The follow-on comment to that one kind of confirmed my suspicion. Just because he's likely pretty girly already doesn't make him a girl, for various reasons; and there's a productive and unproductive way to handle that fact.
The relevant authority figures have selected the unproductive, destructive, and selfish way to deal with that, and "being too stupid or actively going along with those things for social reasons"... well, that's what molesters do and how they work, and pulling back is likely justified on those grounds.
But it's not the kid, lol.
He's not even that girly, he likes to run fast and he like big trucks and he likes adults to watch him when he does stuff and he likes watching me when I work with tools. The most I've seen prior to this was some painted nails and using backwards pronouns for himself and others. Apparently there was a meltdown at/coming home from/because of? school that had something to do with going with the other boys to the bathroom.
I just don't think the correct response is to let him wear dresses at home, and to wear his hair like a girl at school.
And so his authority figures, on a hair trigger for trans, see trans in every GNC behavior a 4 year old exhibits. They're in a hurry to validate it, partially because they've been told they should be, but also because having a social token is just the greatest, isn't it?
What, did he decide to take a piss sitting down and the other boys made fun of him for doing that? (Or for the more obvious 'being present in the boy's bathroom while looking like a girl'[1]?) You know, opposed to the way you are Supposed to, which is to casually whip that private part out, piss all over yourself and the floor and otherwise make a big mess, and that's assuming you don't have other people actively fucking with you. I don't remember if they mount the pissers low enough to be used by a kid of that height, though maybe it doesn't matter.
And maybe if we didn't spend the last 15 years playing stupid social games about this, this wouldn't trigger that absurd overreaction. Yes, I'm sure a 4 year old doing that means the same thing as it does when a 24 year old does that. He's not even old enough to natively know why writing "yes" or "no such luck" in the form that asks for your "sex" is funny yet.
And yet from your description he has hair long enough to 'wear it like a girl', and is not only patient enough for someone (probably a girl he gets along with) to paint his nails, but not be troubled by what it means. Sounds pretty girly to me, and perhaps more importantly, [1]I bet it probably sounds pretty girly to the average teacher, and the average 5 year old boy.
But then, it's not like that's really a bad thing... until you put him an environment that's actively trying to "encourage him to express his true feminine identity" as a consequence. That's just plain old sexual interference, and his folks really do need to protect him from teachers who insist on doing that, because they are as incapable of policing themselves as the Church was.
There's a difference between 'I think I'll wear [girl clothes] because I feel like it today' and 'I think I'll wear [girl clothes] because it validates my identity as a girl'. (There are some sensory considerations here that will result in boys actively preferring dresses under certain conditions, so that may be less connected with some sense of gender identity than might otherwise be apparent. Of course, I would say that, wouldn't I.)

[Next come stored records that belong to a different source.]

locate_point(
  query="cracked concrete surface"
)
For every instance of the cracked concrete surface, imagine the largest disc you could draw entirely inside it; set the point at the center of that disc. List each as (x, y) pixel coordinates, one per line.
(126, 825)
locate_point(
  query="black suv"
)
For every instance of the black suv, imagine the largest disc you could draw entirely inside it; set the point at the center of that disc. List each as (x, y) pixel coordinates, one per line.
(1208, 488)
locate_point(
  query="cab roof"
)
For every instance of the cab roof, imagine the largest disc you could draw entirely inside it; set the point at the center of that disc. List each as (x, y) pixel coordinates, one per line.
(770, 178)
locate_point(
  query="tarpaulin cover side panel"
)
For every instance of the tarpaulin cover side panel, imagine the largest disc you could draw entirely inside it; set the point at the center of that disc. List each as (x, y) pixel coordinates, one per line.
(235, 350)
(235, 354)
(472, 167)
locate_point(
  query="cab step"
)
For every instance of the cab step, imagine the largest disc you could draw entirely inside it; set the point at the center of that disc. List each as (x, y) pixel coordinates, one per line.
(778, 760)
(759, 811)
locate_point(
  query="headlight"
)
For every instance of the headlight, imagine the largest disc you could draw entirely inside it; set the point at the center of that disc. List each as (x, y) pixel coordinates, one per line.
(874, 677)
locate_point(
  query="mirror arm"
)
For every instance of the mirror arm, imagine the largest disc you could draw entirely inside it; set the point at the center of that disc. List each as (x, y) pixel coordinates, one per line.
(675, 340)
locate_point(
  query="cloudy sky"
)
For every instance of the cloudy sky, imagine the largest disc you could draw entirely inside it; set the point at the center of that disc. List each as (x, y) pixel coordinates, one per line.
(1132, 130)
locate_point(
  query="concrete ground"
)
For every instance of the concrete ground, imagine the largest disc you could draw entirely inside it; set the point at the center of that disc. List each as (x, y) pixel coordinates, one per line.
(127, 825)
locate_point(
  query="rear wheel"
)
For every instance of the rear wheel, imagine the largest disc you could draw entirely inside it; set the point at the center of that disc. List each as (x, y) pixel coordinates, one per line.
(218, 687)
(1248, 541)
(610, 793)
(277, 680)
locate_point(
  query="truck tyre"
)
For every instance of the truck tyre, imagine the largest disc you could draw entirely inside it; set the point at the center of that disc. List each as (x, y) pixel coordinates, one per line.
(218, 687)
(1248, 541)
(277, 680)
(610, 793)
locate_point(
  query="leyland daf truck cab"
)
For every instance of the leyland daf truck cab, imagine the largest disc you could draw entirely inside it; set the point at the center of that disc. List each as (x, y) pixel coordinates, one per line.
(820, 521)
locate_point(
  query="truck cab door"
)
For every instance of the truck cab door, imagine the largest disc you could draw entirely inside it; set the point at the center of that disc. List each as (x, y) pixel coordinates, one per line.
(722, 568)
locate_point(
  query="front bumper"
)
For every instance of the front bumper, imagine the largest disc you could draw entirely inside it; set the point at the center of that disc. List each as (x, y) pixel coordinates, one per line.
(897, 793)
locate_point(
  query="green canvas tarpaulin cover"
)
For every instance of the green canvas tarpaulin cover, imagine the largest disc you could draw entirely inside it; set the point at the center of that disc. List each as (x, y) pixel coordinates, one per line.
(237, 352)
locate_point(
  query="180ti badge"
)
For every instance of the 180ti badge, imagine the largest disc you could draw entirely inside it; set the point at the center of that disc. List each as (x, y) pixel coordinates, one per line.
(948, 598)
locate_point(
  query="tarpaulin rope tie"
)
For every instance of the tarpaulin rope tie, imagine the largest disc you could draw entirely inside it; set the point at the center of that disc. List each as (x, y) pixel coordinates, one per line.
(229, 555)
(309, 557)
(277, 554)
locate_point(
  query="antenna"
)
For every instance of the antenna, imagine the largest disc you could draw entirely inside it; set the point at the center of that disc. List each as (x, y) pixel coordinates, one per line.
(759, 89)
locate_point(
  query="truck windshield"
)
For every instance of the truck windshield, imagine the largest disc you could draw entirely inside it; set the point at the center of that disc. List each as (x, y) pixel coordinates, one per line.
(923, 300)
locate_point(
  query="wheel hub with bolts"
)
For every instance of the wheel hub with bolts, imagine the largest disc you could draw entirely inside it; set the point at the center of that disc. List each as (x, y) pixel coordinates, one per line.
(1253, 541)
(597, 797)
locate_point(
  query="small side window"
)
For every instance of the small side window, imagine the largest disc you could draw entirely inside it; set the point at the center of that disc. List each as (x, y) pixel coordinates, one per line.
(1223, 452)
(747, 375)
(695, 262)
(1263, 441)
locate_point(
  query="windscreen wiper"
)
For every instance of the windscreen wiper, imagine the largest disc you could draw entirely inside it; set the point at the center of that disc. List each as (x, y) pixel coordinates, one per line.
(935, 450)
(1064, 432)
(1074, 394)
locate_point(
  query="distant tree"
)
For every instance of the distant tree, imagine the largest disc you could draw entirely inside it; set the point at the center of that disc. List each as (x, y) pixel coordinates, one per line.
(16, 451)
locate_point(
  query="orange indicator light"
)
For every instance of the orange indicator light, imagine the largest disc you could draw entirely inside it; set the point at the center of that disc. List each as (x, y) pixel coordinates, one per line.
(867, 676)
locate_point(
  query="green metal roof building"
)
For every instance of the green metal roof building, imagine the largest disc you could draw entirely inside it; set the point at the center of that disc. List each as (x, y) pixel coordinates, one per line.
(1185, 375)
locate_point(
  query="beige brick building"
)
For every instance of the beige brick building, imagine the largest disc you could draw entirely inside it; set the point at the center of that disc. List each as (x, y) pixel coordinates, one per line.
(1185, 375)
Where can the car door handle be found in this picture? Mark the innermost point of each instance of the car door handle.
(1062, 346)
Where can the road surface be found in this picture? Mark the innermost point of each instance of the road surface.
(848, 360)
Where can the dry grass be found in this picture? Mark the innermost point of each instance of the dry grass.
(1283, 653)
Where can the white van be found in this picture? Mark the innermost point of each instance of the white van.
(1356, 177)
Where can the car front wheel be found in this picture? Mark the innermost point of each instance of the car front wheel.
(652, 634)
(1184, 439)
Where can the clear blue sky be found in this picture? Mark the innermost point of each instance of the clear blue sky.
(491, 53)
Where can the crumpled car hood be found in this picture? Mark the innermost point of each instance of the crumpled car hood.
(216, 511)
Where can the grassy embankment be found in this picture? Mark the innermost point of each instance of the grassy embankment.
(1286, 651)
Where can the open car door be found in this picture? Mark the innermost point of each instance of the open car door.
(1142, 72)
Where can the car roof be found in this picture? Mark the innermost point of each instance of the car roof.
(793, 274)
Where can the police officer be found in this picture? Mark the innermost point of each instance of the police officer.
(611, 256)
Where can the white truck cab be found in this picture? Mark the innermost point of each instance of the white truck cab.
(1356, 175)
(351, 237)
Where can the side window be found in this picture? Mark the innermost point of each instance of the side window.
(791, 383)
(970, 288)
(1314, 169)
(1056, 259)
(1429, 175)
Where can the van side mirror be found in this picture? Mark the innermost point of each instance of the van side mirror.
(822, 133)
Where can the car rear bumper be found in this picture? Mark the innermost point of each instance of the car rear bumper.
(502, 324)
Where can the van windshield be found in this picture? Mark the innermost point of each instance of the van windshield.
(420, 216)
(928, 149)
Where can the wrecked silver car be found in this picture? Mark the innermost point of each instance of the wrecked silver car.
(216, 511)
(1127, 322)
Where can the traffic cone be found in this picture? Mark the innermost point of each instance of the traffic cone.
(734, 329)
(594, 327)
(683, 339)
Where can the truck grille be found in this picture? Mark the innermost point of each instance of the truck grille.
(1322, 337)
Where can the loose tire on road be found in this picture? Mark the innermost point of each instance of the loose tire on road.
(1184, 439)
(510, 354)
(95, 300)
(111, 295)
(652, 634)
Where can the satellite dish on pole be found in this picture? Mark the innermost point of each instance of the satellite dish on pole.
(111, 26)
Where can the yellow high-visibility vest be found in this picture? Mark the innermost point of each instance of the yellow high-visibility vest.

My impression is that the class was doing a bathroom stop on the way back/to from some out of class activity (PE? Music?), and he was told to line up with the boys. This really upset him, although I'm not sure if it was at the time or he exploded when he got home.
To be fair, I had long hair until this year, and his older brother has even longer hair, never cut down his back, which he never wears like a girl. I figured that was enough to demonstrate that long hair isn't just for girls.
It's his mom who does his nails, I'm not sure there are 4 or 5 year olds I'd trust with nail polish.